Discord is rapid. His opponents aren’t. Discord is brisk and low-latency, compared to slow, antiquated offerings like Skype. The backend of Discord was developed with scalability in mind, with Webhooks built-in, and a robust server (channel), speech, and text communication API architecture.

Discord’s distinctly bot-friendly API is another feature. In many Discord servers, bots play a huge role, and this feature has been crucial to the increase in popularity of Discord. The decision to concentrate on such a bot-friendly architecture also consciously recognised that most early users of Discord were tech-savvy, and the promise of such an integrated feature helped drive early growth of word-of – mouth. People like playing with bots, and that was acknowledged by Discord.
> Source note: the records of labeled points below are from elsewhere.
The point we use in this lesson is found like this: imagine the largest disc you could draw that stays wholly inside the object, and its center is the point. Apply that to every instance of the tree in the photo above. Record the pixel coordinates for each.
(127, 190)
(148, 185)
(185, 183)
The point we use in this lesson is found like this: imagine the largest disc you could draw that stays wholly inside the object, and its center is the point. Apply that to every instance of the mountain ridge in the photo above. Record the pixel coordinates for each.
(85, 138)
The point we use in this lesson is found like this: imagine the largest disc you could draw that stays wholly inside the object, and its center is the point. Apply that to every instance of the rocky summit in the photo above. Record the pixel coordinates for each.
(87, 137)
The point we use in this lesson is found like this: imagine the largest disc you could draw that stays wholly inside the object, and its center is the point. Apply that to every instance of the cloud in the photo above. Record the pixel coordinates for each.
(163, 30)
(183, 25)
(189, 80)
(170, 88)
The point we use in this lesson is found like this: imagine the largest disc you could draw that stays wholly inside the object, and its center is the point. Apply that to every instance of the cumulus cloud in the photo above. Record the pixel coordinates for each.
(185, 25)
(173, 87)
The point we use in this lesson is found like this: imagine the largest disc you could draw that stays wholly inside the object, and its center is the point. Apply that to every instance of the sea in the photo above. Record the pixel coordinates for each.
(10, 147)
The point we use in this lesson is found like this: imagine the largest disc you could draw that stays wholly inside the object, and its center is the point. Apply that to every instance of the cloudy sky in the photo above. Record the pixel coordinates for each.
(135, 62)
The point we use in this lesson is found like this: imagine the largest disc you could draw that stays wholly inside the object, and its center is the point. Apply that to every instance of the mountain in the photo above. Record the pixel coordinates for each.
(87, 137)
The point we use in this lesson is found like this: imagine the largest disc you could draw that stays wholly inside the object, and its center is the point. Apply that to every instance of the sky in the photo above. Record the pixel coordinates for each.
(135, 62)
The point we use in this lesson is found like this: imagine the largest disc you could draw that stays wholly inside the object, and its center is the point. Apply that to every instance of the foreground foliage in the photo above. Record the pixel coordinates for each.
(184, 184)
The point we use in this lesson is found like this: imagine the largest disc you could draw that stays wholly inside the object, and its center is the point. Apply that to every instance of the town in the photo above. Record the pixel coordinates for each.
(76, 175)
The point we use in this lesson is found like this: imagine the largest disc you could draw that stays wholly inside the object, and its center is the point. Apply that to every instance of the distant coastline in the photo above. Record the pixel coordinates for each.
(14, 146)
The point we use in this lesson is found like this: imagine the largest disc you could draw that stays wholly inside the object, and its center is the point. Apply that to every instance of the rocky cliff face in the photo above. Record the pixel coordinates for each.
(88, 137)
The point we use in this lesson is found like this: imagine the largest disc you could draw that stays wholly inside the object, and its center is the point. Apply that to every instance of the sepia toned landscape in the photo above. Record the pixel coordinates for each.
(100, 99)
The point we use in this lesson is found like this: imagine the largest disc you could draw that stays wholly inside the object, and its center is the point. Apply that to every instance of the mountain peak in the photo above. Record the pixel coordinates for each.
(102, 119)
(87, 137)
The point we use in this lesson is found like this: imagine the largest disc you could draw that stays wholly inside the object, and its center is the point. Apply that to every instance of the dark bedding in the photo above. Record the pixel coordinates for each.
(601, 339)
They do not market in conventional ways, such as purchasing commercials and templates for user acquisition. Rather, the team here is focused on listening to and delivering on the needs of the players and communities.
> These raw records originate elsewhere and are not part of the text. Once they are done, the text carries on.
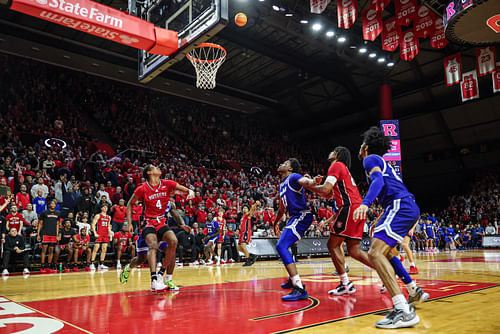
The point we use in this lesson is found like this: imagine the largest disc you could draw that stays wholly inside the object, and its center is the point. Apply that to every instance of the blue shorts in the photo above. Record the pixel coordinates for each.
(397, 220)
(142, 246)
(299, 224)
(214, 239)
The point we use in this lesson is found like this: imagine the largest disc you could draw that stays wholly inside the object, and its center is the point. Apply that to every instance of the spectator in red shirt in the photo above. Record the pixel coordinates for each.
(201, 215)
(14, 219)
(189, 213)
(22, 198)
(119, 213)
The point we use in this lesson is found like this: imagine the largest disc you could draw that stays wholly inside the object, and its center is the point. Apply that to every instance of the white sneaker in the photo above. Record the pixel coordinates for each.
(158, 286)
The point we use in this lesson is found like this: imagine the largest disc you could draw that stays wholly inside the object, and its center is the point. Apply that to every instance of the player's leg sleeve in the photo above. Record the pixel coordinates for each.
(287, 239)
(400, 270)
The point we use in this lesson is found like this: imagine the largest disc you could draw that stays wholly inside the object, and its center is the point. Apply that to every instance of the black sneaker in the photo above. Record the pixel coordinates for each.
(342, 289)
(399, 319)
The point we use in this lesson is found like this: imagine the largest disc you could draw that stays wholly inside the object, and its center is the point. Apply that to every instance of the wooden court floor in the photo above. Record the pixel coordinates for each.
(464, 288)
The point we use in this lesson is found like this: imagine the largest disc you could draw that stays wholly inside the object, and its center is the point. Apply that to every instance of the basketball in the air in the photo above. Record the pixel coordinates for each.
(240, 19)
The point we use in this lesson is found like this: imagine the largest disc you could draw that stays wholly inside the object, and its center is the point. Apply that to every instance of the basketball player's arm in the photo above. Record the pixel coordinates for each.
(40, 225)
(94, 223)
(376, 185)
(185, 190)
(279, 215)
(130, 206)
(178, 219)
(324, 190)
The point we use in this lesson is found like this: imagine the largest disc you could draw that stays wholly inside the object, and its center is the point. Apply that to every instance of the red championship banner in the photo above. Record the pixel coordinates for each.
(372, 24)
(486, 60)
(319, 6)
(495, 76)
(379, 5)
(405, 11)
(453, 69)
(424, 22)
(468, 86)
(408, 45)
(391, 34)
(438, 39)
(102, 21)
(347, 13)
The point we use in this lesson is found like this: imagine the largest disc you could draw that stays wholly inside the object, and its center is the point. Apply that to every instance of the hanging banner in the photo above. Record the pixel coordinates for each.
(438, 38)
(347, 13)
(453, 69)
(468, 86)
(372, 24)
(424, 21)
(495, 76)
(485, 59)
(391, 34)
(408, 46)
(405, 11)
(393, 156)
(319, 6)
(379, 5)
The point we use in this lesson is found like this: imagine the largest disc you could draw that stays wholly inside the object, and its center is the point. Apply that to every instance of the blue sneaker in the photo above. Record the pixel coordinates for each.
(296, 294)
(287, 285)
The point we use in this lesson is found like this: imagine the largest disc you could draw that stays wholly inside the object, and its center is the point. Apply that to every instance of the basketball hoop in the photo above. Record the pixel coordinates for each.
(206, 59)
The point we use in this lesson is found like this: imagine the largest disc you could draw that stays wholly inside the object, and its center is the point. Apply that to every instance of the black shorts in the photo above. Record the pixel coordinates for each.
(159, 233)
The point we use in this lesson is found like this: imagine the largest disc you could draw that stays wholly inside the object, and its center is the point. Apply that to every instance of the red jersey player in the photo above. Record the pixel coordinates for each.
(155, 194)
(123, 243)
(246, 233)
(345, 192)
(101, 227)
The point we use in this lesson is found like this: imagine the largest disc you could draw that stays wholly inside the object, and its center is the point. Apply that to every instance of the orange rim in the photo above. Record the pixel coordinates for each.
(207, 45)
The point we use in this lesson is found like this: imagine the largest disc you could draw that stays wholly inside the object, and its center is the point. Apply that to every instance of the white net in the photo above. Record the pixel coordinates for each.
(206, 59)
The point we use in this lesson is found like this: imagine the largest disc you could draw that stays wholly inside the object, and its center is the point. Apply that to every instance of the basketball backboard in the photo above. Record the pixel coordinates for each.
(194, 20)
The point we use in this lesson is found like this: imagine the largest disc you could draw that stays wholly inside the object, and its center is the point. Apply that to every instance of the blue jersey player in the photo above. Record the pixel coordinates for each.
(292, 202)
(400, 215)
  1. Knowing and serving their intended clients-gamers
    Discord knew its target audience from day one, mostly because the target audience was the people creating it. Capitalizing on this, and driving the point home, Discord has continued to acknowledge and appeal to a particular user profile: young, imaginative, tech-savvy gamers.
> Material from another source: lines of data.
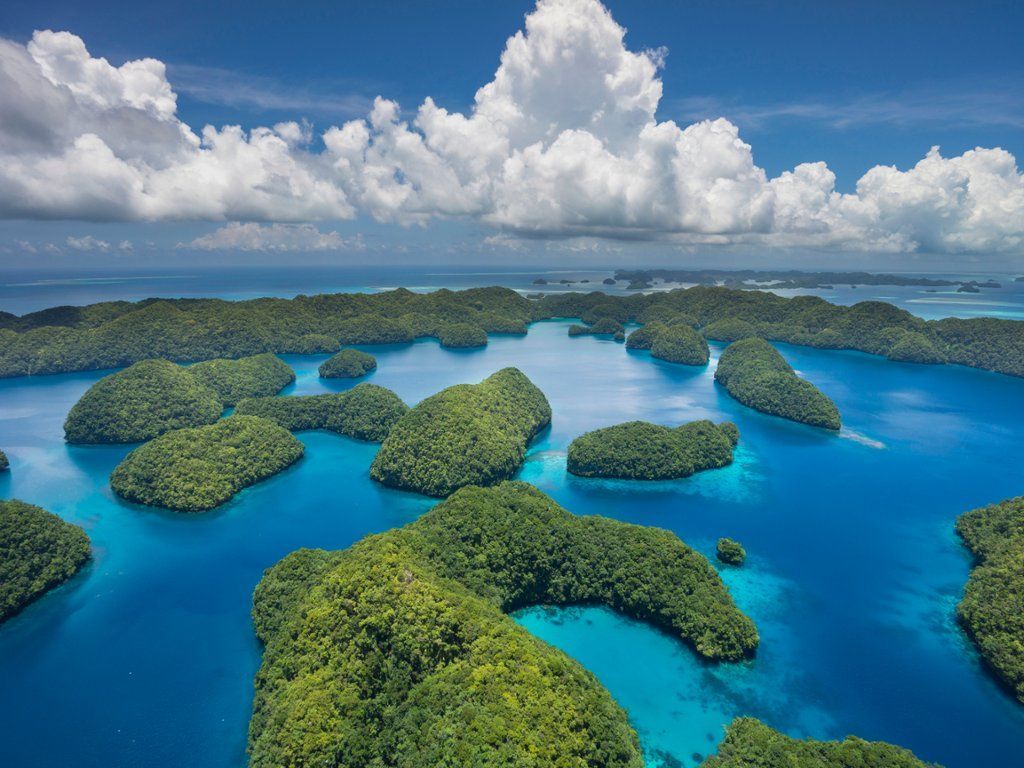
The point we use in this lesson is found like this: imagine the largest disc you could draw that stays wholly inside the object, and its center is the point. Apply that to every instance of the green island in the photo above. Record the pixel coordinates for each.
(366, 412)
(754, 373)
(729, 551)
(992, 608)
(398, 650)
(468, 434)
(38, 552)
(751, 743)
(198, 468)
(348, 364)
(257, 376)
(682, 344)
(641, 451)
(143, 400)
(119, 333)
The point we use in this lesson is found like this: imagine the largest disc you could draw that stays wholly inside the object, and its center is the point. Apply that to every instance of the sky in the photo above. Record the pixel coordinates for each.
(709, 132)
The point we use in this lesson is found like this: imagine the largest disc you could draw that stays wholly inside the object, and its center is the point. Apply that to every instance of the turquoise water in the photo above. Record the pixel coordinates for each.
(146, 658)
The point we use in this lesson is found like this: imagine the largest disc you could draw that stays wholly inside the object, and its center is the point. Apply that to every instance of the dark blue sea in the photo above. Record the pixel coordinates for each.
(146, 658)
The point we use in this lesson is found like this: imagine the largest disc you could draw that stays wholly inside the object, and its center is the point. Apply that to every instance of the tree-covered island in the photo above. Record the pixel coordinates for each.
(641, 451)
(466, 434)
(348, 364)
(366, 412)
(198, 468)
(992, 608)
(38, 552)
(398, 650)
(754, 373)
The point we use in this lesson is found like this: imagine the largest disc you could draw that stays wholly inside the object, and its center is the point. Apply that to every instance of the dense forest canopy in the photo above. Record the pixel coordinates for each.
(992, 608)
(754, 373)
(466, 434)
(641, 451)
(199, 468)
(38, 552)
(348, 364)
(397, 651)
(119, 333)
(366, 412)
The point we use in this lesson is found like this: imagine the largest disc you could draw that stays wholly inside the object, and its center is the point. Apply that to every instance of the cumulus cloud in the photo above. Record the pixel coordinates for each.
(563, 142)
(254, 237)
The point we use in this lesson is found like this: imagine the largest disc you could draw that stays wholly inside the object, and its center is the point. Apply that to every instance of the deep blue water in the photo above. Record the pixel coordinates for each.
(147, 657)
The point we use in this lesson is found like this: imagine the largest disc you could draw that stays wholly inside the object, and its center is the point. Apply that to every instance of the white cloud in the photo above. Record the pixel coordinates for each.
(87, 243)
(254, 237)
(562, 142)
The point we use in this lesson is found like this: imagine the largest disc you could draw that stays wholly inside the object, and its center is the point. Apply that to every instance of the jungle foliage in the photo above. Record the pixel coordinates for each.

By building features like server customization and organization, deep bot integration, and custom emoji support, discord paved the way to an irresistible offering.

2. Zero Friction
Discord is outstanding at what it does. It’s easy to load, messages are sent instantaneously, and when you talk over voice chat, there is little-to-no latency. This seamlessness, encouraged by the tech stack of Discord, suggests that all but completely eliminates the tension between the user and the decision to take. It’s also quick to use, and with little-to-no experience, almost everyone can hop in and build their own servers.

  1. Collaborate!
    Word-of – mouth may have got the ball rolling, but Discord acknowledged the need to up-scale their growth plan after a while. They were able to gain more exposure and fuel their development even more by collaborating with big brands like Twitch, a video game streaming service. Fortnite, one of the most played games on the planet, has also collaborated with Discord to help them boost their number of active daily users dramatically in 2017. This follows the committed strategy of Slack to expand across API integrations. For users considering signing up, the integration not only becomes a plus-point, but integrations often help the app become sticky and increase retention rates.
  1. Hear the voice of the community
    Discord was planned to be community-focused from the outset. It was, by default, a team-based voice chat app, after all. Recognizing the simple human need to feel “part of a community,” by listening to feedback and rapidly introducing improvements, Discord was able to cultivate and develop large communities of users within its servers. Demands such as improved, more integrated bot support were rapidly rolled out, and communities felt like their input was listened to by Discord devs. Such rapid, small, gradual changes summed up a greater momentum that led to accelerated organic development. It was known as the Facebook of gaming.
  1. Monetization
    Discord had a substantially superior offering to its rivals. It was, until recently, entirely secure. Rather predictably, the fact that the highly polished, free service of Discord was emerging as an alternative to inferior (often paid!) solutions meant that it attracted people instantly. And so much is possible with the free service: making surveys, conversations, voice comms, and so on.

Discord has implemented several subscription-based plans since launch, but only for extra bells and whistles (and with monetization as a platform for games). Its key characteristics are still open. The free users help to create the community and individuals to connect with the paid, paying users and subscribers: a flawless implementation of the Freemium plan.

A variety of factors can be attributed to Discord’s exponential growth, including a keen understanding of what gamers wanted (and what competition was acutely lacking), a highly community-focused approach, and the resulting ripple-effect of word-of – mouth.

Check out my related post: What is Amazon Prime’s ecosystem?